By Noah Rothman
Thursday, November 02, 2023
In the weeks that immediately followed the 10/7
massacre, Joe Biden said all the right things. He expressed his support for
Israel’s absolute right of self-defense. He gave no succor to those within his party who tried to
contextualize Hamas’s depravity or mute its psychological impact on the
civilized world though the liberal application of antiseptic euphemisms. He
promised to “make sure the Jewish and democratic state of Israel can defend
itself” against its enemies. “Israel must again be a safe place for the Jewish
people,” he insisted. “And I promise you: We’re going to do
everything in our power to make sure that it will be.”
These aspirations didn’t survive prolonged exposure to
progressive agitation. Biden’s unapologetic backing for Israel’s refusal to
abide the genocidal regime on its borders mightily offended what the New York Times described as the “young, diverse
Left,” which has captured so much of the Democratic Party’s support structure,
from academia to labor unions. Biden’s moral convictions sent his job-approval rating among Democrats into a tailspin.

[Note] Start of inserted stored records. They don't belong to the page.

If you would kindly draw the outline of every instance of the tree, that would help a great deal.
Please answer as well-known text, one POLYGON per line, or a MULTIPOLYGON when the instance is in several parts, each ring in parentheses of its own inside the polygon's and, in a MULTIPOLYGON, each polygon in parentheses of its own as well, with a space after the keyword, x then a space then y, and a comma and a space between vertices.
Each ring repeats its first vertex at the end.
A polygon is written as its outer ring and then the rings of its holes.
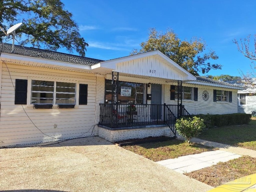
POLYGON ((206 77, 213 79, 216 81, 222 80, 222 81, 230 81, 233 80, 241 79, 241 77, 238 76, 232 76, 229 75, 220 75, 215 76, 211 75, 208 75, 205 76, 206 77))
MULTIPOLYGON (((56 51, 65 47, 84 56, 88 44, 81 37, 72 13, 65 9, 61 0, 2 0, 0 1, 0 22, 6 31, 22 22, 16 31, 20 44, 31 44, 56 51)), ((1 31, 0 40, 8 38, 1 31)))
POLYGON ((251 36, 249 35, 244 39, 241 38, 238 41, 235 39, 233 42, 236 45, 238 51, 252 61, 253 65, 251 65, 251 71, 245 73, 240 70, 240 73, 242 76, 245 87, 254 88, 256 88, 255 80, 252 79, 256 77, 256 66, 254 63, 254 61, 256 61, 256 34, 254 35, 252 48, 250 46, 251 36))
POLYGON ((194 75, 198 75, 199 72, 207 73, 212 69, 221 69, 221 65, 209 62, 219 57, 213 51, 205 52, 207 45, 200 38, 182 41, 172 30, 167 30, 164 34, 152 28, 149 30, 148 40, 140 45, 139 51, 134 49, 130 54, 158 50, 194 75))

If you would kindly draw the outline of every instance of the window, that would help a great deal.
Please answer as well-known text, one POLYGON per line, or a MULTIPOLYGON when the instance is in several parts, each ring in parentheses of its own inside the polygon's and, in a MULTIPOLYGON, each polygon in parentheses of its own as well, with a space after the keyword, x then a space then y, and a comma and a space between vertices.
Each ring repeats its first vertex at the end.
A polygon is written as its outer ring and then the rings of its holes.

Muslim activists warned the president in no uncertain terms that his support
for Israel would cost him their votes and, with them, crucial states
like Michigan. The politics of 2024 intervened, and Biden has adapted. So, it
was perhaps inevitable that Biden would cave when confronted by a bearded woman
affiliated with a group of anti-Zionist Jews.
“Mr. President, if you care about Jewish people, as a
rabbi, I need you to call for a cease-fire right now,” said Jessica Rosenberg, a heckler with the group Jewish Voices
for Peace. The demand elicited hisses and boos from the crowd at the
Minneapolis fundraiser the self-described rabbi had infiltrated. But Biden
didn’t blow off the request. Rather, he acceded to it.
“I think we need a pause,” Biden replied. “A pause means giving time to get the
prisoners out.” The president went on to offer a string of self-aggrandizing
pronouncements about being “the guy that convinced Bibi [Netanyahu] to call for
a cease-fire to let the prisoners out” and cajoling Egyptian president Abdel
Fattah al-Sisi to “open the door” to the Rafah border crossing. None of this
rang any bells. Perhaps the White House will soon clarify that the president
was only overcome by one of his regular displays of public confusion, because
his comments contradicted the careful policy his administration has spent much
of the last month articulating.
“A cease-fire, right now, really only benefits Hamas,”
said administration spokesman John Kirby on October 24. “It is ugly and it’s going to be messy, and
innocent civilians are going to be hurt going forward,” he continued, but that
is the nature of war. Kirby warned reporters to steel themselves for the
horrors Israel’s effort to expurgate Hamas from the Gaza Strip would
necessarily entail, and he informed them that the Biden administration had not
imposed any “red lines” on the Israeli government.
Kirby did, however, attempt to synthesize this
black-and-white posture with Secretary of State Antony Blinken’s endorsement of the mere consideration
of a “humanitarian pause” in the conflict. What does that mean and how is a
“pause” distinct from a cease-fire? Kirby struggled to say. The difference is
“a question of duration and scope and size and that kind of thing,” he said.
But size, scope, and duration notwithstanding, when the shooting stops, Hamas
will rearm and regroup all the same. Call it a “doughnut” if you want — but a
cessation of hostilities by any name will have the same effect, and it will be
one the administration has already acknowledged will hurt Israel’s strategic
position.
Moreover, a unilateral pause in the conflict on Israel’s
behalf is betrayed as unnecessary by Biden’s own decision to highlight his
diplomatic overtures toward Cairo. Since 10/7, the Egyptian government has dragged its feet on
allowing aid to enter Gaza and civilians to leave. The Rafah crossing is in
Gaza’s south, where the Israel Defense Forces have directed Gaza’s civilians in
the effort to limit this stage of its operations to Gaza City and the northern
parts of the Strip. The Biden administration has devoted considerable energies
to convincing Egypt to change its stance, as it should. But Cairo’s ambivalence
is not Israel’s burden to bear, and Jerusalem is not obliged to sacrifice its
war objectives because of its Arab neighbors’ recalcitrance.
So, what is the point of Biden’s endorsement of a
cease-fire by another name in such a highly conspicuous venue? Was it really
all just politics? Is the Democratic Party’s coalition so tenuous that Israel’s
just response to the 10/7 massacre must be sacrificed lest the party come apart
at the seams? Joe Biden’s capitulation to the loud minority on his party’s
extreme-left flank should certainly make us wonder.